Maintenance of normal blood glucose levels depends on a complex interplay between the insulin responsiveness of skeletal muscle and liver and glucose-stimulated insulin secretion by pancreatic β cells. Defects in the former are responsible for insulin resistance, and defects in the latter are responsible for progression to hyperglycemia. Emerging evidence supports the potentially unifying hypothesis that both of these prominent features of type 2 diabetes are caused by mitochondrial dysfunction.
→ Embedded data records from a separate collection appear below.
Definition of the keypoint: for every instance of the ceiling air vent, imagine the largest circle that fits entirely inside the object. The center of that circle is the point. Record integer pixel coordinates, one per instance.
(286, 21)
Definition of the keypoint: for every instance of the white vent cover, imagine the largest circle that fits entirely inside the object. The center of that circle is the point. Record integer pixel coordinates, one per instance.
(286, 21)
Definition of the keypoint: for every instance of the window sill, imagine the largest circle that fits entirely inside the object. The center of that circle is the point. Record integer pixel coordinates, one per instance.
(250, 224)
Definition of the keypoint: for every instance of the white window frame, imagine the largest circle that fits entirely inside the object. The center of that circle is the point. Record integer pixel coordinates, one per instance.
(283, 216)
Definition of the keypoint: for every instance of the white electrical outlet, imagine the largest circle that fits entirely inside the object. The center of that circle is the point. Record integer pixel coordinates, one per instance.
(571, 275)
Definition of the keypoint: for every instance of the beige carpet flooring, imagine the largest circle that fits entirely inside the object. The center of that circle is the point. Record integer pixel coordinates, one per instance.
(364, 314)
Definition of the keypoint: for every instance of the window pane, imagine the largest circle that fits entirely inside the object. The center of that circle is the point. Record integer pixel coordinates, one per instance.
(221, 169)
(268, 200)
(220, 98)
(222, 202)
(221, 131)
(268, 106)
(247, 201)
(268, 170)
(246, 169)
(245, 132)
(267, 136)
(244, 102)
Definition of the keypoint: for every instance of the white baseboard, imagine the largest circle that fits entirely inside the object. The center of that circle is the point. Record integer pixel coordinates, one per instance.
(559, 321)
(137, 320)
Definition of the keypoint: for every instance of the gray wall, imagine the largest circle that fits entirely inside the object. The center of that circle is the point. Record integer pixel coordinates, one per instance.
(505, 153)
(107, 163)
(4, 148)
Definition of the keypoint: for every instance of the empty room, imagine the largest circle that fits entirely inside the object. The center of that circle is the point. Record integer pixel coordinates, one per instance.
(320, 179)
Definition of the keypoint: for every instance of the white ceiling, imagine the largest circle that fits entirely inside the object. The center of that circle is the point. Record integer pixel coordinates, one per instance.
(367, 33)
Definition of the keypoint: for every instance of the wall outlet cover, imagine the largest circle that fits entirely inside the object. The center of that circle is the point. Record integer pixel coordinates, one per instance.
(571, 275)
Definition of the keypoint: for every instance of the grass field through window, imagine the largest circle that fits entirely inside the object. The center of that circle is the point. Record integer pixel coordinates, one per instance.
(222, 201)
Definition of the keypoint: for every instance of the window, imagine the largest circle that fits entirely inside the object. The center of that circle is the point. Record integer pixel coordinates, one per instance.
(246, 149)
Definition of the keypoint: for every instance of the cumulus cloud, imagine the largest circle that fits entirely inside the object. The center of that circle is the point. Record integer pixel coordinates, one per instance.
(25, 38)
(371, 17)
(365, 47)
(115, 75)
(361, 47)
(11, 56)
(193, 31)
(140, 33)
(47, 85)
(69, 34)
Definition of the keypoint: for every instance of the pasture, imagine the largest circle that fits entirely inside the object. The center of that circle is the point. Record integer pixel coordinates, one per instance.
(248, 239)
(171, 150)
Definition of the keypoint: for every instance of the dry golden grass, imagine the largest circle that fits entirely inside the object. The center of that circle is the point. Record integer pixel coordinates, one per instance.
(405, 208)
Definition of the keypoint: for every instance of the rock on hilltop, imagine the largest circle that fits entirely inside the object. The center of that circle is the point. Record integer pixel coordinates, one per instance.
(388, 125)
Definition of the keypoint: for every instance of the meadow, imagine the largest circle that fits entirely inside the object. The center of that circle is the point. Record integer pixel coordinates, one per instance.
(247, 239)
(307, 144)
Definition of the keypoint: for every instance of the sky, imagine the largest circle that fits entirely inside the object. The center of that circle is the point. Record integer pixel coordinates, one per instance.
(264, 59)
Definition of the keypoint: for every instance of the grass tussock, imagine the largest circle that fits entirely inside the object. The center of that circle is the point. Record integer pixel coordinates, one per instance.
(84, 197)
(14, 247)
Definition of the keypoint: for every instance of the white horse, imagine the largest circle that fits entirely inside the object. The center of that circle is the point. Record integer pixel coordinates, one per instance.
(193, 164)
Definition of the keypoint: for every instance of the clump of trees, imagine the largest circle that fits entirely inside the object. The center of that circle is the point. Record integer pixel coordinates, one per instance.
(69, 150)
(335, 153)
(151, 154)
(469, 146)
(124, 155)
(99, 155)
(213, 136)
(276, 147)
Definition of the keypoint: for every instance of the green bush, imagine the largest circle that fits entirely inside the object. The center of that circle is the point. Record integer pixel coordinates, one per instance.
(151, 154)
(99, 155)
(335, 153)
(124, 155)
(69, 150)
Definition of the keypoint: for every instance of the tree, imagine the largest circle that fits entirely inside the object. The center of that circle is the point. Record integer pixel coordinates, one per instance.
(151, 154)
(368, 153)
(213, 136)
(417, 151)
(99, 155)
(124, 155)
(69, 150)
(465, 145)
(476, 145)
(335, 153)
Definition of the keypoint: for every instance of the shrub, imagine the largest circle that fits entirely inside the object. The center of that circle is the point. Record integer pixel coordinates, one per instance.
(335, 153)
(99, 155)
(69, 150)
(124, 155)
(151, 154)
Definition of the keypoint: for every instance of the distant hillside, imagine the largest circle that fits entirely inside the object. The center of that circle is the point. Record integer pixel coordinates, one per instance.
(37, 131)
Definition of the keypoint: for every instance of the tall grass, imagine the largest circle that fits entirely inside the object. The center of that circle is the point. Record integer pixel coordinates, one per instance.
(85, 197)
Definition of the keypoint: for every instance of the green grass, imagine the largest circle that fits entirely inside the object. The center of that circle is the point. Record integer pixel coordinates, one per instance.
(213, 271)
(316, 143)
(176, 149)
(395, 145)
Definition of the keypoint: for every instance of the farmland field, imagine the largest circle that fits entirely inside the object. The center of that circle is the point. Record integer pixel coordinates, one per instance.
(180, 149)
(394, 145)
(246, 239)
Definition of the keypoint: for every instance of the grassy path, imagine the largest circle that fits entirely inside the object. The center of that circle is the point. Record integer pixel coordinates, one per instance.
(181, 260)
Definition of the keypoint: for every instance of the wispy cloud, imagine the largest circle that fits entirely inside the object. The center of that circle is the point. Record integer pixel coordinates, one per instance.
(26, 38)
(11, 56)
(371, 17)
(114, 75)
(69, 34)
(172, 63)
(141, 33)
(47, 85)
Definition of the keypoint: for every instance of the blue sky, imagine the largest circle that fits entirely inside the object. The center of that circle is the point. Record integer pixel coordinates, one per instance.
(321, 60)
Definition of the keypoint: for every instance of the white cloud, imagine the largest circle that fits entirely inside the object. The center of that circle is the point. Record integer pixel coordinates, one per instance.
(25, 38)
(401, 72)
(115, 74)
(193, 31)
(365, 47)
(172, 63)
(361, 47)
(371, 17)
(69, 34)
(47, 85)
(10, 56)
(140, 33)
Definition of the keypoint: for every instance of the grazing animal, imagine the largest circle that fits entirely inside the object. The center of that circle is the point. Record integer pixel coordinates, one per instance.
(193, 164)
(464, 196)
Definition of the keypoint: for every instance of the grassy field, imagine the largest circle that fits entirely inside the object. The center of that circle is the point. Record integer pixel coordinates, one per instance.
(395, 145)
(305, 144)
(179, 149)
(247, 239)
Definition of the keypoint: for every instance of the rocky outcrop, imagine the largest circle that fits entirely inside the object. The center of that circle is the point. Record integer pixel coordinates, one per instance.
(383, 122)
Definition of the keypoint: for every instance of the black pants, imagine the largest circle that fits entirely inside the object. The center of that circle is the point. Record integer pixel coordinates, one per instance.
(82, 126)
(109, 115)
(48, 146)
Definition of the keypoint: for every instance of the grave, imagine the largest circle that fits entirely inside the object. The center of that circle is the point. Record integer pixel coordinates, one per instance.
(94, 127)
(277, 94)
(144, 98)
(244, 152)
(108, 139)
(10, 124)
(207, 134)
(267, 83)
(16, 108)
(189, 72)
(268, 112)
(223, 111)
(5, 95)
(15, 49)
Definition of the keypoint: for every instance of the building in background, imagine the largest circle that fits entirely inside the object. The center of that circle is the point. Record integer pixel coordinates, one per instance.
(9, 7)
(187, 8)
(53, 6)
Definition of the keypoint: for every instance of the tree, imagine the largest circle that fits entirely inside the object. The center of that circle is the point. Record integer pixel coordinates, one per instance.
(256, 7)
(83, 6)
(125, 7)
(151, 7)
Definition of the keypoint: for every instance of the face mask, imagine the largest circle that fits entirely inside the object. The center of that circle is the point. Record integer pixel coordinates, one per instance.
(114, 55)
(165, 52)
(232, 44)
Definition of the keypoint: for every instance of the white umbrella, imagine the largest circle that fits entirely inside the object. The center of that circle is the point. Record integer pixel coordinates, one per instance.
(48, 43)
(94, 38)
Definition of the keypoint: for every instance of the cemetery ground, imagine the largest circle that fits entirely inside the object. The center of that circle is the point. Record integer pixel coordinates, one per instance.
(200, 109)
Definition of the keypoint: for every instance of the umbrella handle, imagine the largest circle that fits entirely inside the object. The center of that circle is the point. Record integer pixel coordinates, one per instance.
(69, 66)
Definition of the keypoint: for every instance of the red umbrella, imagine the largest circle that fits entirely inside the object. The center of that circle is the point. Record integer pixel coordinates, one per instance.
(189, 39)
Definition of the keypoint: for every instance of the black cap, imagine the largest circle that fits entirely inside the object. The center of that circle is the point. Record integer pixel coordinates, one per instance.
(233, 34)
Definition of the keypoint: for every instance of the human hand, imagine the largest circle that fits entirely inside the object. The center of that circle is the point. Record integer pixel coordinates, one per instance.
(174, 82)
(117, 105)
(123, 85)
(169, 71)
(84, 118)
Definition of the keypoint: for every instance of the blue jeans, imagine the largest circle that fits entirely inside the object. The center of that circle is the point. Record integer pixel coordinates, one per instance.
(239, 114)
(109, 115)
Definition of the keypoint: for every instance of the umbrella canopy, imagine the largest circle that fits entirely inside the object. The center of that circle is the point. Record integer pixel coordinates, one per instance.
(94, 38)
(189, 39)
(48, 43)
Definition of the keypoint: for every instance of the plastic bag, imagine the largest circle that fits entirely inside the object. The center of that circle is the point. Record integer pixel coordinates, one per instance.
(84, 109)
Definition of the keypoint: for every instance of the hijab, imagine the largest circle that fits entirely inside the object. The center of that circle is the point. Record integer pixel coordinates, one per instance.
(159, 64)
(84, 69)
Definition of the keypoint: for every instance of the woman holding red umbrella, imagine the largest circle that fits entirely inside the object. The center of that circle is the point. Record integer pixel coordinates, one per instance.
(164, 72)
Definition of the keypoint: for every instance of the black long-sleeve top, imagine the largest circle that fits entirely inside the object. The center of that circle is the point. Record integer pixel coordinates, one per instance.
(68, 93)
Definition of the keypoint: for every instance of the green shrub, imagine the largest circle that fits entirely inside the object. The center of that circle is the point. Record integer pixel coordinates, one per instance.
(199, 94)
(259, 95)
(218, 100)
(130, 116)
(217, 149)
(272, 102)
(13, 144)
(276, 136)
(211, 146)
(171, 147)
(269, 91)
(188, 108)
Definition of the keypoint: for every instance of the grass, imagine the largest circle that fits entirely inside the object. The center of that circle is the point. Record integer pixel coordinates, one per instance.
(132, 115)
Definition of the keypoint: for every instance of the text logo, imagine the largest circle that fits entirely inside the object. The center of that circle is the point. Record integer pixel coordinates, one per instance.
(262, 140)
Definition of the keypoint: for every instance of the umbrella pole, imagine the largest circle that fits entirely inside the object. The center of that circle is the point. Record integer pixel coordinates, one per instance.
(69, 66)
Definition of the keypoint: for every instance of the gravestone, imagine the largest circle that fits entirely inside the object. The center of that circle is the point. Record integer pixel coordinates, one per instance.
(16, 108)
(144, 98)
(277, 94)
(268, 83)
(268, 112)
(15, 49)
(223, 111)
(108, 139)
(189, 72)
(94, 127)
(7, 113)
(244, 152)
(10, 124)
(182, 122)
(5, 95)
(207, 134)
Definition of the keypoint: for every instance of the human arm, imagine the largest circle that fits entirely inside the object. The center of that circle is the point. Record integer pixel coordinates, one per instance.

Type 2 diabetes is the most common metabolic disease in the world. In the United States, it is the leading cause of blindness, end-stage renal disease, and nontraumatic loss of limb, with associated health care costs estimated to exceed $130 billion per year (1). Of even greater concern, type 2 diabetes is rapidly becoming a global pandemic and is projected to afflict more than 300 million individuals worldwide by the year 2025, with most of the increase occurring in India and Asia (2). Although the primary cause of this disease is unknown, it is clear that insulin resistance plays an early role in its pathogenesis and that defects in insulin secretion by pancreatic β cells are instrumental in the progression to hyperglycemia. Here, we explore the potentially unifying hypothesis that these two prominent features of type 2 diabetes are both attributable to defects in mitochondria, the organelles that provide energy to the cell.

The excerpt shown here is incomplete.